ありとあらゆる場所にべったりとした鮮血。
それは男の顔や髪にも付着している。
どう見ても普通ではない。
その血は果たして男の血なのか、はたまた誰かの返り血なのか。
その答えは男の手にあった。
男は右手に人間の頭を持っていた。
逃げる少年と同じくらいの歳の頭は、絶望に染まっていて、穴という穴から血液と体液を垂れ流している。
そう。
男は頭の子同様、逃げている少年を殺そうとしているのだ。
「だれかぁぁ!!たすけてぇ!!」
少年は泣き喚きながら全力で走る。
少しでも後ろの男との距離を離そうと、誰かに助けを求めようと、懸命に努力する。
………………。
しかし誰も助けに来ない。
薄暗い路地は恐ろしいほどに鎮まり返っていた。
逃げる先にある残り火のような光も夜の帳が下りて消えていく。
まるでここは絶望に満ち溢れているよう。
男は嗤った。
「無駄だぞ?
お前みたいなクソガキがいくら助けを呼んだって誰も助けにきちゃあくれねぇ…」
「だれかたすけて!!」
「――だから無駄だって言ってんだろ?」
!?
男は瞬間移動したように目の前に現れた。
「お前みたいなクソガキはここで死ぬんだよ。
あぁ腑喰い散らかしてぇなぁ…」
男の顔は化け物に様変わりしていく。
これは比喩ではない。
本当に男の顔がこの世の者とは思えない程、変貌を遂げているのだ。
蛇のように虹彩が割れ、顔にびっしりと気持ち悪い鱗が生えてくる。そして口から長い舌を出した。

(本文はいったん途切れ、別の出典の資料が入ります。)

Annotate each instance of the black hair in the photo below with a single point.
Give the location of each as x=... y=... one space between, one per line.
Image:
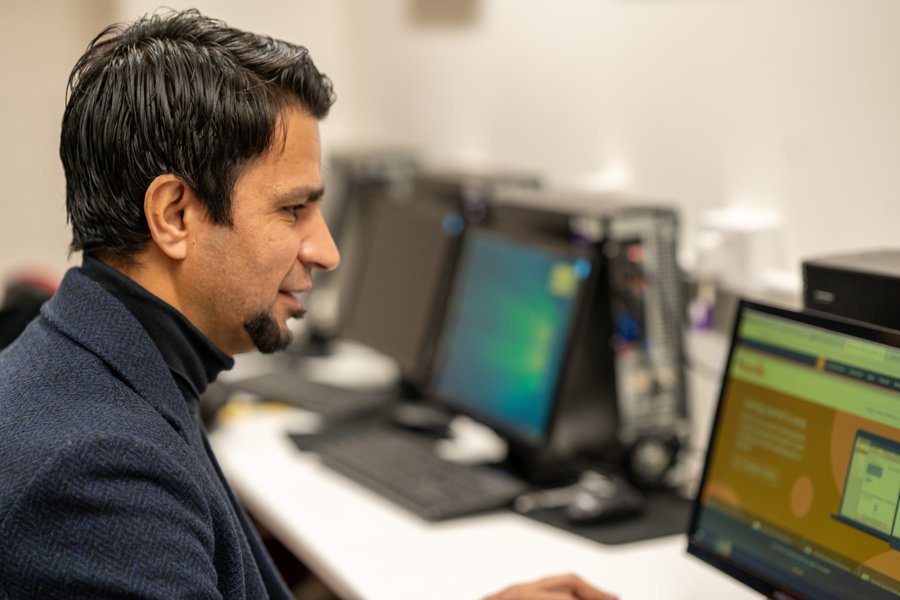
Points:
x=178 y=93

顔も合わせたくないほどおぞましい顔になった男が、こちらの視界に映り込んでいく。
それはまるで品定めをしているようであった。
「よく見ると可愛い顔してんじゃん。
喰う前にまずは、その顔を恐怖と苦痛でグチャグチャにしなきゃな!」
「うわぁあ!?」
少年は蹴り飛ばされた。
恐るべき脚力によって少年はボールのように吹っ飛んでいき、建物と衝突した。
「……いたい、いたい……」
少年の顔は涙と鼻水でいっぱいであった。
「おぉそうかそうか。
じゃあもっと痛くしなくちゃだな…!!」
へたり込んだ少年に男は容赦なく追い討ちをする。
左膝に思い切りスタンプしたのだ。
「"ぁぁぁあああぁ"!!!」
ボキ…と嫌な音が鳴る。
それは骨が折れた…いや、粉砕された音。
男の恐るべき怪力ではそんな事も朝飯前。
むしろ本気を出せば、この子の足を切断する事だって容易だった。
だがそれをしないのは遊んでいるという事。
獲物を簡単には殺さず、痛ぶって恐怖という名の最高のスパイスを引き出す。
それがどんなに楽しいことか言うまでもない。
「じゃあ…いっただきまーす!!」
男は大口を開けた。
それなとんでもないほどに大きく開いていき、少年の頭を丸呑みしようとする。
こんな事は普通の人間には到底できない。
顎の関節を外してどう頑張っても不可能である。
しかしそれも仕方なかった。
これは普通の人間ではできない芸当なのだから。
そう、普通の人間では…。
すると……。
「待て!!」
遠くから女性の一喝した声が聞こえた。
そちらを見れば、長い紫髪の褐色肌の女性が近づいてくる。
だがこれは事は驚くべきことでは無い。
むしろ予定通り。
なぜかと言うと、その女性は自分の仲間なのだから。